The technology transfer industry is much younger than even the venture capital industry. Technology transfer arguably started in 1980, but most of the programs at large research institutions did not start until the mid-1990s. There is still a lot of learning to do, and there are very few institutions that are experienced enough to operate in a way that the VC firms would appreciate.

Enstrom: There is great variability by institution. Technology-focused organizations that are located on the East and West coasts tend to have very developed groups. They understand the markets well and recognize what it will cost to commercialize their IP.

Even if it is not directed at early-stage ventures, does the overall availability of capital increase the number of companies that are looking for investment?

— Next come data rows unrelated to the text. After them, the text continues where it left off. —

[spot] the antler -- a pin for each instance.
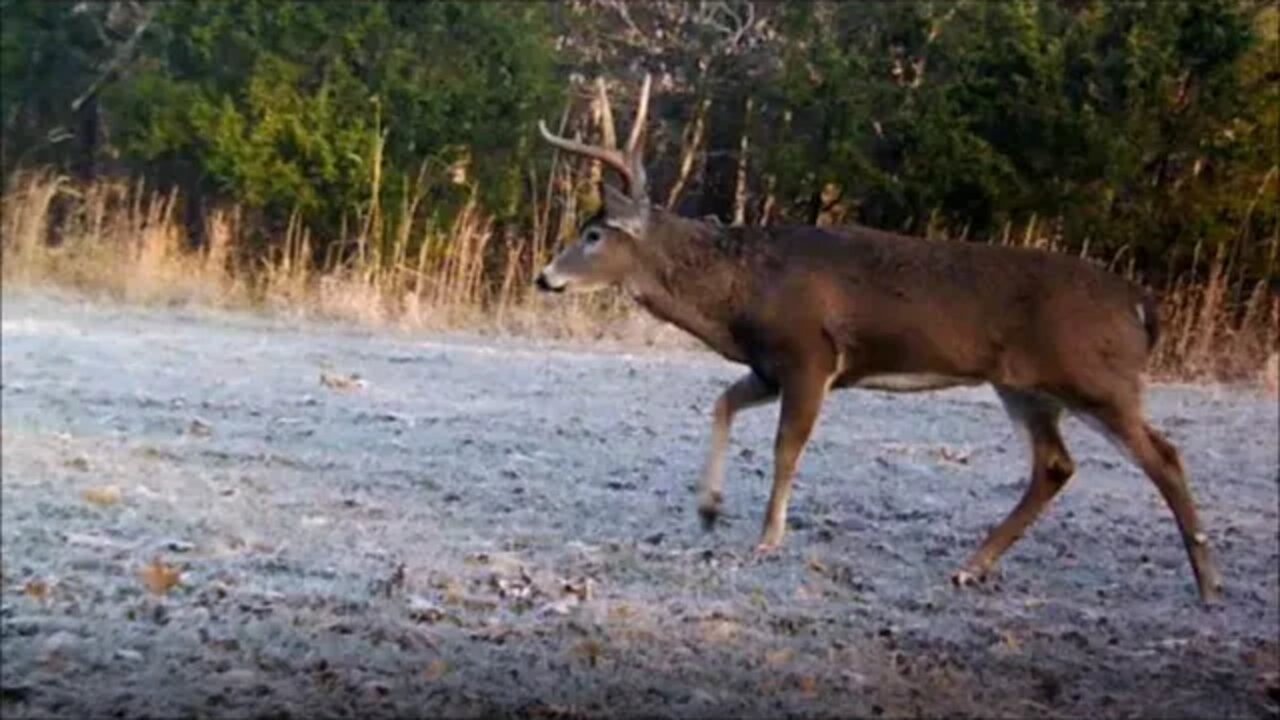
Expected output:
(629, 162)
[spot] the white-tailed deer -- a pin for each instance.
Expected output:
(810, 310)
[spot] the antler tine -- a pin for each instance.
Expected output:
(641, 114)
(607, 127)
(611, 156)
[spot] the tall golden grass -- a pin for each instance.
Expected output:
(126, 241)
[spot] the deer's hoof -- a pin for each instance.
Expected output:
(967, 578)
(766, 550)
(709, 514)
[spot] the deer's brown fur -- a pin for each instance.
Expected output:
(809, 310)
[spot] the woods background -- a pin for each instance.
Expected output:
(380, 159)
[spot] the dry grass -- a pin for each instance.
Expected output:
(126, 241)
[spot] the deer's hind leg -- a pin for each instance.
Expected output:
(1051, 468)
(1124, 424)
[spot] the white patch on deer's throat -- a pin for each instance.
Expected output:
(912, 382)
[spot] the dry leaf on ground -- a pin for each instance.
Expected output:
(342, 382)
(159, 577)
(103, 495)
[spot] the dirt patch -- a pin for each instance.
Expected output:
(222, 515)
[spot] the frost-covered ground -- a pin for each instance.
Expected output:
(193, 523)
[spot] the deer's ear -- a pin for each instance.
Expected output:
(624, 213)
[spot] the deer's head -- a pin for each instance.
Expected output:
(611, 246)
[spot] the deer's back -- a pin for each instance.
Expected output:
(904, 305)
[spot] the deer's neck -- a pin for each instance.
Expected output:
(691, 283)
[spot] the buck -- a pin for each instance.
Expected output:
(810, 310)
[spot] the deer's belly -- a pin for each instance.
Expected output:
(909, 382)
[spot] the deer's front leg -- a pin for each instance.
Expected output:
(748, 391)
(803, 393)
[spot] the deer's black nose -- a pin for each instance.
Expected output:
(544, 285)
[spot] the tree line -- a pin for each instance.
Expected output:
(1137, 132)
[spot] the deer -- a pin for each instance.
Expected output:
(810, 310)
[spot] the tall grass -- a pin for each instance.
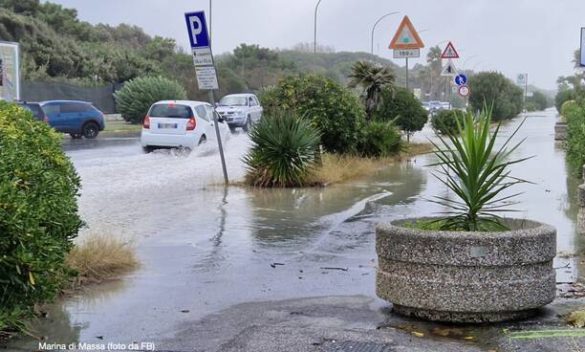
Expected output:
(101, 257)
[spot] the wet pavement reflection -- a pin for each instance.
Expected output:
(205, 248)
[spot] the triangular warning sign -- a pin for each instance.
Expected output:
(406, 36)
(449, 52)
(449, 69)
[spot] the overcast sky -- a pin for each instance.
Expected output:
(537, 37)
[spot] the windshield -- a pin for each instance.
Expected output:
(171, 111)
(233, 100)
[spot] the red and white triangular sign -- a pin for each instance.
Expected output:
(406, 36)
(449, 69)
(449, 52)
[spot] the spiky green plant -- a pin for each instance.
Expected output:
(477, 172)
(285, 151)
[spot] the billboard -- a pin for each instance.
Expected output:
(9, 71)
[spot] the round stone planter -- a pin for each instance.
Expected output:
(466, 277)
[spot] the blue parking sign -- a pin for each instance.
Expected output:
(197, 27)
(460, 79)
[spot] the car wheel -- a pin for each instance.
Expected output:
(248, 125)
(90, 130)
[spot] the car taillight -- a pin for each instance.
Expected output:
(191, 124)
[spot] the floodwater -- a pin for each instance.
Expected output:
(204, 248)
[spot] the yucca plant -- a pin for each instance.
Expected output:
(477, 172)
(285, 151)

Watkins: Yes. Like everything else, this is a business of cycles. And in this cycle, the headline news is that there is plenty of money for medical technology investing. This encourages entrepreneurial teams to make their pitch. Due to the favorable environment, they think that even an idea they might have abandoned a couple of years ago might have a chance of getting funded. So there is a clear relationship between the amount of money that is available and the number of plans being presented. Back in 2001 and early 2002, there was not nearly the same level of capital available for investment that there is now, and entrepreneurial activity in the medical device industry was noticeably lower as a result.

Does this improve your range of investment options? Looking forward to next year, are there certain sectors that you find particularly attractive?

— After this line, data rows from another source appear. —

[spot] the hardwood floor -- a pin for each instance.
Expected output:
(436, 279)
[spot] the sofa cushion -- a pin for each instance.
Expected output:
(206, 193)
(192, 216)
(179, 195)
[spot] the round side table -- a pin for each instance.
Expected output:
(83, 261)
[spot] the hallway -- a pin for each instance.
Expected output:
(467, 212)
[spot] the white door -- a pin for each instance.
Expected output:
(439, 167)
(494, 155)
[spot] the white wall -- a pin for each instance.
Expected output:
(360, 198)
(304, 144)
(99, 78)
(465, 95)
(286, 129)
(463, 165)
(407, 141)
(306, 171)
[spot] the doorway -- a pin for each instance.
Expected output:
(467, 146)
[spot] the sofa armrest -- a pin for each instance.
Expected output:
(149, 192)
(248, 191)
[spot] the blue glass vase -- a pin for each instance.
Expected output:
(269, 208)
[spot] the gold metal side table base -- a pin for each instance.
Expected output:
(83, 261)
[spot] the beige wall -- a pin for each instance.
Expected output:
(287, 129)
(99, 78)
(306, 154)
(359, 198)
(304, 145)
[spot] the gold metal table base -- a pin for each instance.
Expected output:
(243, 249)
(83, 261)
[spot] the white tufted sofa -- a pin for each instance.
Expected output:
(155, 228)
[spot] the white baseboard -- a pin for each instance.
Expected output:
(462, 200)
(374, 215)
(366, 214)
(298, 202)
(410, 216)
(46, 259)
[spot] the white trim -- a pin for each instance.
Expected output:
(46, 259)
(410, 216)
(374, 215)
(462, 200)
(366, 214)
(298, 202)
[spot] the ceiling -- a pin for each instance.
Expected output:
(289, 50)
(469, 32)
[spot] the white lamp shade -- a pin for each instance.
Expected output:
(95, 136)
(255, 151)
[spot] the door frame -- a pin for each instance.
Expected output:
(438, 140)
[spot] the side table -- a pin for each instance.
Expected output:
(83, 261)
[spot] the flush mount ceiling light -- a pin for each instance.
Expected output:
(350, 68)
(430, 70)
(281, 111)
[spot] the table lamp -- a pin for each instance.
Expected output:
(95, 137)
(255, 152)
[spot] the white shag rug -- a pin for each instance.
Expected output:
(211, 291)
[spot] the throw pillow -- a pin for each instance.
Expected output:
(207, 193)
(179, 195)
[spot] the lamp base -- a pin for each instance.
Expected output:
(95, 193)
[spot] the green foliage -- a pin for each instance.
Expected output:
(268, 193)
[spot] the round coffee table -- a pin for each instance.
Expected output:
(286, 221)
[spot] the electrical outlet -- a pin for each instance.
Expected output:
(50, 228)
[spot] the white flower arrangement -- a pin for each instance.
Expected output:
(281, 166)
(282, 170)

DeGheest: One problem is that some sectors are overserved. There is too much money chasing deals. Therefore, the valuation goes up, the quality of the return goes down, and the team gets split between different companies. The cardiac, orthopedic, neuro, and some ophthalmology sectors are ones that I would say are overfunded.

On the other hand, there are many other areas that are underfunded, including those in which people are trying to develop more-efficient ways of practicing medicine, such as new technology for healthcare information systems. These companies have always had problems getting initial funding because their intellectual property and patents are usually weak and they are trying to change certain behaviors in hospital settings. So it really depends on the sectors.

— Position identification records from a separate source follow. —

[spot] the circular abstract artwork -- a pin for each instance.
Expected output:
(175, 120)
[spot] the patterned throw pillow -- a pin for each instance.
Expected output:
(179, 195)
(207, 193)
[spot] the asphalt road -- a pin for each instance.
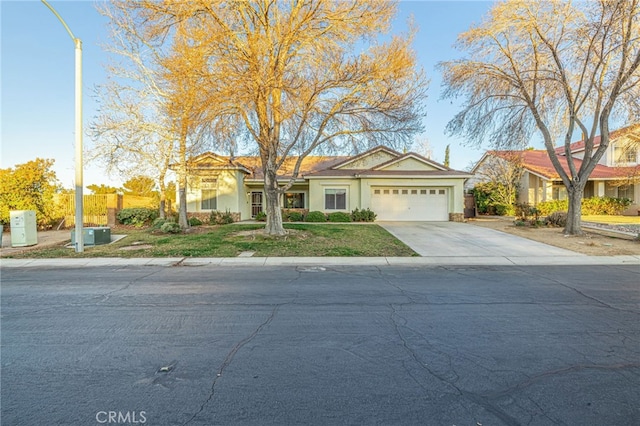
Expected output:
(212, 345)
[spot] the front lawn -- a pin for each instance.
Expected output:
(611, 219)
(365, 240)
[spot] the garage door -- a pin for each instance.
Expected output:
(410, 204)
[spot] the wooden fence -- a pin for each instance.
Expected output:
(99, 209)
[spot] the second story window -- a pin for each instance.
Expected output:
(625, 154)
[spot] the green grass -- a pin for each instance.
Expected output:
(633, 220)
(303, 240)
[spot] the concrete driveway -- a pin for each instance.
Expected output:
(453, 239)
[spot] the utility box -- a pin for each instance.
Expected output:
(93, 236)
(24, 230)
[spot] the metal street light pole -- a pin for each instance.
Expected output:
(78, 118)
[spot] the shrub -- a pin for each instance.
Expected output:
(170, 228)
(315, 216)
(194, 221)
(547, 207)
(365, 215)
(157, 223)
(339, 217)
(138, 216)
(604, 205)
(558, 219)
(295, 217)
(590, 206)
(219, 218)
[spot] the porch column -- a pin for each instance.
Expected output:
(547, 195)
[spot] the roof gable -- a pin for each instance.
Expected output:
(368, 159)
(410, 161)
(539, 163)
(209, 159)
(580, 145)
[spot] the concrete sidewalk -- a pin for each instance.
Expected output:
(323, 262)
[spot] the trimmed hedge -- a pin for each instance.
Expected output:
(315, 216)
(590, 206)
(339, 217)
(137, 216)
(365, 215)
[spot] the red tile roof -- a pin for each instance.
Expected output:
(579, 145)
(538, 162)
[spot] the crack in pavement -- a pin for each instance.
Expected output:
(480, 400)
(229, 358)
(583, 294)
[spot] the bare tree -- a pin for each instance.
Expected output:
(302, 77)
(503, 170)
(558, 68)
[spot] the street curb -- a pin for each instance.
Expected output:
(323, 261)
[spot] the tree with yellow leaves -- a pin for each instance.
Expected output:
(555, 68)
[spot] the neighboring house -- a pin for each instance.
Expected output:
(395, 186)
(616, 175)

Wahr: Despite the fact that there is more venture money for life sciences out there than ever before, or at least as much as there has ever been, the number of investigational device exemption applications and investigational new drug applications to FDA is down substantially. Because of how difficult the regulatory environment has become and how large the trials need to be, VC firms are becoming much more sophisticated and selective about the concepts they fund. However, when they do choose an organization to fund, they are willing to put much more money into the development of those fortunate companies.

Many people are surprised when they hear of the decline in applications to FDA supporting novel products or drugs that require formal premarket approval, but they are down substantially.

May: Within the industry, there certainly exists a herd mentality. If one investor funds an interventional pulmonology company, then six other people also fund interventional pulmonology companies.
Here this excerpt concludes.